If you use fluoridated water, the American Dental Association suggests checking with your local water company to make sure the fluoride level is below 0.7 parts fluoride per million parts water.
Winters says well water should not be used for formula milk because it can contain harmful bacteria that can lead to life-threatening infections, especially in young infants or babies with underlying health conditions. Distilled or purified water should be used instead of well water.
If well water is the only water source, be careful. Some wells have a high concentration of nitrateswhich can seep from fertilizer into the soil, putting babies at risk for something called methemoglobinemia. O’Boyle said: “Boiling the water doesn’t solve this problem. If you are interested in using well water for formula mixing, the water should be tested periodically for nitrates to ensure safe levels.”
If nitrate levels are safe, O’Brien said, “Additionally, all well water should be boiled before use.”
Virtually any type of bottled water can be safely used to mix the formula.
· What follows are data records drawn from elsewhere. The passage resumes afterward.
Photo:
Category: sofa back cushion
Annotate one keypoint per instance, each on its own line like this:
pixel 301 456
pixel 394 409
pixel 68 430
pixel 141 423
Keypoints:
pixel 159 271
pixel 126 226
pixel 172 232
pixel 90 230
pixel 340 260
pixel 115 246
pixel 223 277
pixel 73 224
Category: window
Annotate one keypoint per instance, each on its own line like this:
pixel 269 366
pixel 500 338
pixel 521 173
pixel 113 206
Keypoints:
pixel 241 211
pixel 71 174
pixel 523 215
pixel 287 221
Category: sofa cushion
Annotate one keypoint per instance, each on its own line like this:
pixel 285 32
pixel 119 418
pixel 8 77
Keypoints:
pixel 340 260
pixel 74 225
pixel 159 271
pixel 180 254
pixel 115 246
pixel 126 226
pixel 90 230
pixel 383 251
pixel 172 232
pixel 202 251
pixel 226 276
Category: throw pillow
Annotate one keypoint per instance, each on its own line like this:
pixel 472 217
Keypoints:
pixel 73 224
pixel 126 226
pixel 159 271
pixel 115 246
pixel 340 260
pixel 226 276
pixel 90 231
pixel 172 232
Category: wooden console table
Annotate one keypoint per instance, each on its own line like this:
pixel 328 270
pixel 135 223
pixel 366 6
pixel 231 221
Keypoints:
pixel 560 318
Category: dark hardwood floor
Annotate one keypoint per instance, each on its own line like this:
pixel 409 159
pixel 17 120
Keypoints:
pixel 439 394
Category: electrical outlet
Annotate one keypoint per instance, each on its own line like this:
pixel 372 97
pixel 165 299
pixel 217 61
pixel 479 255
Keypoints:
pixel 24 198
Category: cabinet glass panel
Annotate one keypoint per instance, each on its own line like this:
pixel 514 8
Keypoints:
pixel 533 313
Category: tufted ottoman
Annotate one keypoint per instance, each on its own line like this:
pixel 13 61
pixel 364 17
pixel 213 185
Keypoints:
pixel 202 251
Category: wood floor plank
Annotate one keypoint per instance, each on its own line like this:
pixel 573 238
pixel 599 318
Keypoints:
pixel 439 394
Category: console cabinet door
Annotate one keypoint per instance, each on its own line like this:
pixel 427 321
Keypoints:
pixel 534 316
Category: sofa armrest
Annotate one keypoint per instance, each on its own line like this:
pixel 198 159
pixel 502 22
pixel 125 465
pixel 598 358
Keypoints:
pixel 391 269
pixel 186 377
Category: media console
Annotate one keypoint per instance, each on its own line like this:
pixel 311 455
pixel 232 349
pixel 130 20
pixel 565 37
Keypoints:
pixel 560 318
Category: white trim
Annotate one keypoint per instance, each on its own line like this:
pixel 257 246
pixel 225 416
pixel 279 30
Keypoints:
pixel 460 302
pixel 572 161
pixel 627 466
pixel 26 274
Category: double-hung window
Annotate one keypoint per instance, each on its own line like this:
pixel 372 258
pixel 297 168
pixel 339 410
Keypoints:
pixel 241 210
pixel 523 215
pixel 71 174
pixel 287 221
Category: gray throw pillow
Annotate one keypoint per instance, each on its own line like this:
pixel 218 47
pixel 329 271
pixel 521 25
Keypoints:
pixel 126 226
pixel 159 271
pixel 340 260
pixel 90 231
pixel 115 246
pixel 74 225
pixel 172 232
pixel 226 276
This includes purified, distilled, deionized or demineralized water. Using bottled water is the best way to ensure water safety and also has the advantage of not containing additional fluoride.
When choosing bottled water, it is important to know if the water has been fortified with additives such as fluoride or electrolytes, as this can lead to excessive amounts of electrolytes or fluoride in the body of the infant.
Regular bottled drinking water should always be boiled before using in formula, like tap water. Distilled or purified water can be used without having to boil the water.
Talk to your pediatrician
As with anything else, getting advice from your child’s pediatrician is always the best bet. One thing to remember is that babies under 6 months do not need water on their own; it can actually lead to electrolyte imbalances and potentially brain damage. Infants get plenty of water from formula or breast milk.
Parents can make formula or bring their own water when they leave home. Prepared formula can be stored out of the refrigerator for up to approximately 2 hours after preparation.
Parents have several safe options when choosing water for formula mixing. The two safest options are boiled tap water that has been cooled to room temperature or any type of bottled water. If tap water is the primary water source for formula, occasionally use bottled water to reduce fluoride exposure.
Parents should be very careful about the source of water for infants under 3 months old, premature babies, or babies with weakened immune systems, as they are at higher risk of serious bacterial infection from water unsanitary.